In sports, for most people, staistics are meaningless. I climb 5.10 okay... am
I good climber? I'm not world class, but I do stuff that I like.

I've been an academic. I know I was a bad one, because in retrospect I had to
step away from a lot of my ideas and research... at the end, I didn't see
value in the projects I was doing.

As a programmer... who knows. I don't usually have a lot of problems coming
back to old projects and building new stuff. I don't have a lot of systems I
put together breaking down and requiring work. I know that there are at least
10-20 other folks think I am good, because I've solved things for them and
they have told me I am good.

But I just build CRUD apps, admin some linux servers, and put together custom
code for WordPress. Some folks would look at that pile of day-to-day tech
cruft and say that I am not even a "real" programmer (even if I do know how to
implement a buffer with TTL and I've written toy mouse drivers and serial
implementations).

All that comes down to this: it really comes down to you and your goals, and
what you want to get out of your life. You are the only measure of what you
consider to be a good person. Most of us are sane enough to peg that
estimation to feedback we get from other people.
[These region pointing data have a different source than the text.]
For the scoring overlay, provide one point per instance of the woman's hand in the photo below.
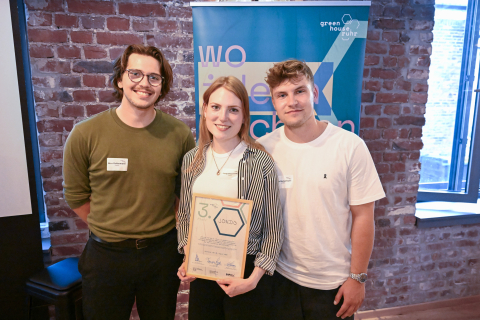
(235, 286)
(182, 275)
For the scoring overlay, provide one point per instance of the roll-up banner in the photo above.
(245, 39)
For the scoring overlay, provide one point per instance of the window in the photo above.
(451, 154)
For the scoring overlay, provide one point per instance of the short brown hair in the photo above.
(235, 86)
(288, 70)
(120, 65)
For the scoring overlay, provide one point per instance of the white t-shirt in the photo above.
(225, 184)
(318, 181)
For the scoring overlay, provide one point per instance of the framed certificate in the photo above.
(218, 237)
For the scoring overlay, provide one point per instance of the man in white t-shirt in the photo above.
(328, 186)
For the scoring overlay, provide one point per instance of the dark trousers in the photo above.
(113, 278)
(209, 302)
(295, 302)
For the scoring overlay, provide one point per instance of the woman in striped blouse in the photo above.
(227, 162)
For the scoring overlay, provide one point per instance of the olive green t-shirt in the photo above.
(130, 175)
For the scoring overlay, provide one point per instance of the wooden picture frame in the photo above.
(217, 237)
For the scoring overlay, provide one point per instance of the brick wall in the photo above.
(72, 44)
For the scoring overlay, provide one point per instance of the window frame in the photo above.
(467, 75)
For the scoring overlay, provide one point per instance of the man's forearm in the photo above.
(83, 211)
(362, 236)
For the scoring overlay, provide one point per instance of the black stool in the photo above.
(60, 285)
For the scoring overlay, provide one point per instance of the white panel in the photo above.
(14, 187)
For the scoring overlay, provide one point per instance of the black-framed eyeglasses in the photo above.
(153, 78)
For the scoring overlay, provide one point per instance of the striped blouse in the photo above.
(257, 181)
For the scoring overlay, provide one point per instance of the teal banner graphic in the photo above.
(245, 40)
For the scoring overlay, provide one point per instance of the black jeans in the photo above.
(295, 302)
(209, 302)
(113, 278)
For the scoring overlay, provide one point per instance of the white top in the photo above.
(225, 184)
(318, 182)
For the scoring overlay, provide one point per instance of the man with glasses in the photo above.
(122, 177)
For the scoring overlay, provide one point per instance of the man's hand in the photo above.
(182, 275)
(353, 293)
(235, 286)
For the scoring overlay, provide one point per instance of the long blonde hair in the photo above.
(235, 86)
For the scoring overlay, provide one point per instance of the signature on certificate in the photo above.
(215, 263)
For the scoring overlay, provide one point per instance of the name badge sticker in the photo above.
(231, 174)
(285, 182)
(117, 164)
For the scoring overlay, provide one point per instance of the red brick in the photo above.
(118, 24)
(118, 38)
(39, 19)
(91, 22)
(43, 35)
(73, 111)
(419, 97)
(384, 123)
(51, 5)
(55, 125)
(421, 25)
(390, 134)
(92, 7)
(389, 61)
(41, 51)
(180, 12)
(142, 9)
(69, 52)
(403, 62)
(70, 81)
(84, 95)
(116, 52)
(66, 21)
(53, 66)
(410, 145)
(167, 25)
(373, 86)
(420, 87)
(81, 36)
(401, 84)
(389, 24)
(106, 96)
(171, 42)
(376, 47)
(398, 167)
(371, 134)
(187, 26)
(423, 61)
(143, 25)
(184, 69)
(417, 49)
(94, 52)
(388, 84)
(94, 81)
(371, 60)
(384, 73)
(390, 36)
(391, 97)
(367, 97)
(373, 109)
(373, 35)
(396, 50)
(95, 108)
(46, 110)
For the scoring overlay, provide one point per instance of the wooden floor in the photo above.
(456, 309)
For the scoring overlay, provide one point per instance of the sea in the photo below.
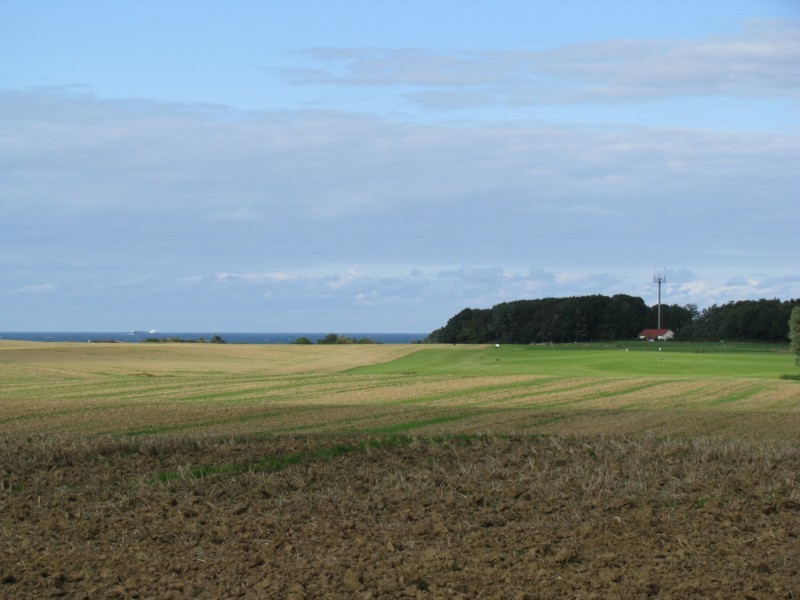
(230, 338)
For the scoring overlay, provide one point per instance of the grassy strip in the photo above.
(281, 461)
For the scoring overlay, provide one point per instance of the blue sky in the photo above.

But fundamentally the metrics
are still our own.

------
keithnz
Programming is an open ended non competitive (generally) activity. I don't
think there is any meaning in trying to quantify "goodness" and in fact might
blind you to possibilities.

So, for myself, the thing I pay attention to is my ease of expressing the
things I want to create. I also pay attention to my ability to produce things
with certain "qualities" correctness, simplicity, and how modular and
composable my code is. There is no objective measure of those things and my
understanding of those things constantly expands. I learn these things through
by my own experience and looking at what other people are doing and having in
depth discussions about programming ( and outside of programming ).

So I have no idea how good I am, but I have confidence in what things I can
create and confidence in my ability to learn more.

------
vi1rus
Does my code still make sense to me 6 months later?

Did I introduce new bugs?

Are people using my building blocks to add features or working around them/
redoing them?

These are not good metrics. I have researched this and it seems there is no
good way to measure coding improvement except subjective measurements.

------
hnruss
There are many ways to quantify how good of a programmer you are.
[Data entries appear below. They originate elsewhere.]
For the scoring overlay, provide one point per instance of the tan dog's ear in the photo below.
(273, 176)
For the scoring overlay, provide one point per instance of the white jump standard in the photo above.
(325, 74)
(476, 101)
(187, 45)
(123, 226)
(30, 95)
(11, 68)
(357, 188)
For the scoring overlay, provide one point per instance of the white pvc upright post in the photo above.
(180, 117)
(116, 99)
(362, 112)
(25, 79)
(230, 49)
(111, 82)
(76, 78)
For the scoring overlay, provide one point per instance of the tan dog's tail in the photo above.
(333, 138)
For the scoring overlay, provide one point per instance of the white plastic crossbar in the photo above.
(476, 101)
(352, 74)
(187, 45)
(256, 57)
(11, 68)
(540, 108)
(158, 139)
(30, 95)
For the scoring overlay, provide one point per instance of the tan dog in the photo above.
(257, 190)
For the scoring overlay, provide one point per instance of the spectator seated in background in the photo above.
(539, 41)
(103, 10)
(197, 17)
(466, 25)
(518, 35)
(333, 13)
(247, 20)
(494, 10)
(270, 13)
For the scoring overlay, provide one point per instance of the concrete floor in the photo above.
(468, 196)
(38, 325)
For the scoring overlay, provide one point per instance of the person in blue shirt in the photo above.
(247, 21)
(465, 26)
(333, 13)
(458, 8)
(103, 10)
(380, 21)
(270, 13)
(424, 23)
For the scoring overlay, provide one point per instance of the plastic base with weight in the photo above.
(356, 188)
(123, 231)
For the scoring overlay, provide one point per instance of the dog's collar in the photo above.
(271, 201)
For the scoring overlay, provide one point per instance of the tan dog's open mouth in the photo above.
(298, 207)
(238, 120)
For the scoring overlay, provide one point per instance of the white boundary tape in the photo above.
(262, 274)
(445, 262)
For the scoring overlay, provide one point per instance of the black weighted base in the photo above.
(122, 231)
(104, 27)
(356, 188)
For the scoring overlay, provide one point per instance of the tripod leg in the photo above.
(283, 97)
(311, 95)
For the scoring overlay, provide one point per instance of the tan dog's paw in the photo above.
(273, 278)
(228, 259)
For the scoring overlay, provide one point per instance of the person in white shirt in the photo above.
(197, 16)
\- You can compare yourself to other developers (there are plenty of qualities
to compare)

\- You can review your statistics (commit frequency, average file size,
accuracy of time estimates)

\- You can compete in programming competitions

\- You can evaluate yourself using the Programmer Competency Matrix:
[https://sijinjoseph.com/programmer-competency-
matrix/](https://sijinjoseph.com/programmer-competency-matrix/)

Also, "Good" is subjective. Some programmers are "good" in certain contexts,
but "not good" in others.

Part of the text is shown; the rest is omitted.